If I eat a meal that was cooked in anger I get angry. I loose the connection to my love and it takes 3 days to come out of this energy again. I am not the only one that reacts like this on food.

Lots of people do so but do not know why they react the way they react. While they are eating and trying to enjoy the food they observe that they are not hungry any more. The inner wisdom tells them that the energy of the food is not good for them.

So they refuse, if they listen to their inner wisdom, to eat more of that, what was on the table. Next day they have the feeling of not being happy without comprehending why. Last nigh was such a lovely night! Before you got into the bed you felt marvellous. Your love was flowing and you felt it.

Next morning life was as horrible as before. Where did the love go? It was the soup that transformed your energy. The old soup that was made in the time that the thought of giving up was present.

This thought is in the soup and makes that you have now the thought of giving up again. And that is the power of energy. If the cook is full of love and puts this love into the food while he is cooking, this love will do its work and people will find him.

If the food is brought to the people without the love it was cooked with, the people will react to the not loving way the food is offered. The people see the outer side and the outer side is in this case the waitress.

I am not concerned about the way I look. My outer side is not important. At the contrary, there are lots of people that do not want to have anything to do with the woman or man that looks like a mannequin.

There are hanging posters around about Ireland and other countries, telling that there will be a lecture about that country and I wondered why these posters were so horrible to me. Everytime I saw them I got an unpleasant feeling.

It took me some time to find out what it was. It was the presentation. The person that offers the lecture takes 2/3 of the poster. That gives me the idea that the person is more important than that what he is offering.

I am not interested in this person. The picture is not attractive to me. So I will never visit a lecture of him, even not if I am interested in what he has to tell. As I think this way, I do not put my picture in the internet.
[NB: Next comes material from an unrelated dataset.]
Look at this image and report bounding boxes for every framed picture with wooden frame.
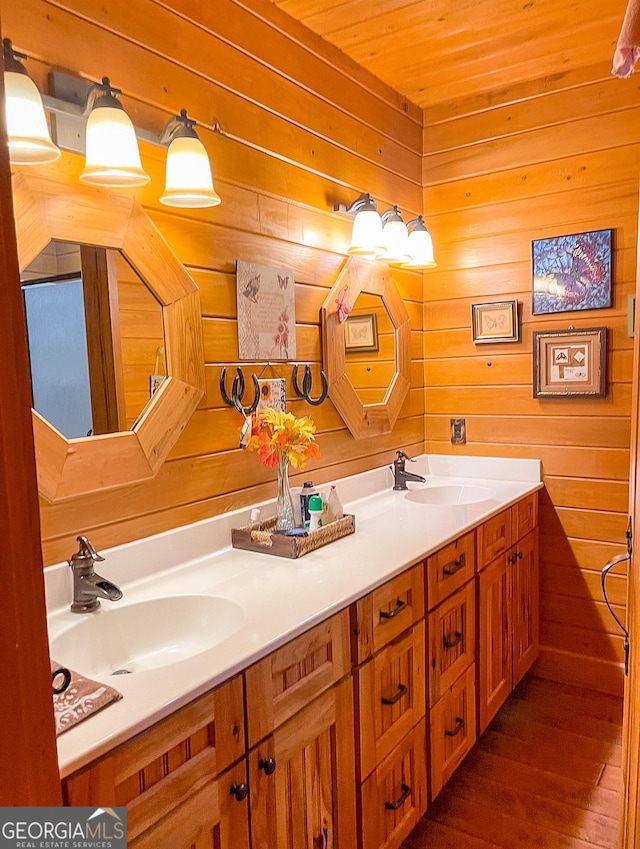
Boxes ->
[344,312,378,353]
[533,327,607,398]
[471,301,520,345]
Somewhere you find an old one. That is from another time. The time I had time to play golf. I love to play golf and I wish I could play it with my friends. But they too do not have time for such plays.

They are world citizens and on the road most of the time. They show me how my life will be and I wish we will all be at the same place often so we meet there. Just for a little bits party or a fresh made soup that is prepared whilst talking.

Love is flowing, not only in talking but also in doing. Thinking for the other and offering what we are aware that the other one needs. I do the thinking the therapists and nurses of the patient in coma must act.

They are responsible for the therapy and the nursing of the patient in coma. 24 hours nursing and nothing is moved! That is the situation now. Who is responsible for what the nurse and the therapist of the patient in coma knows and does?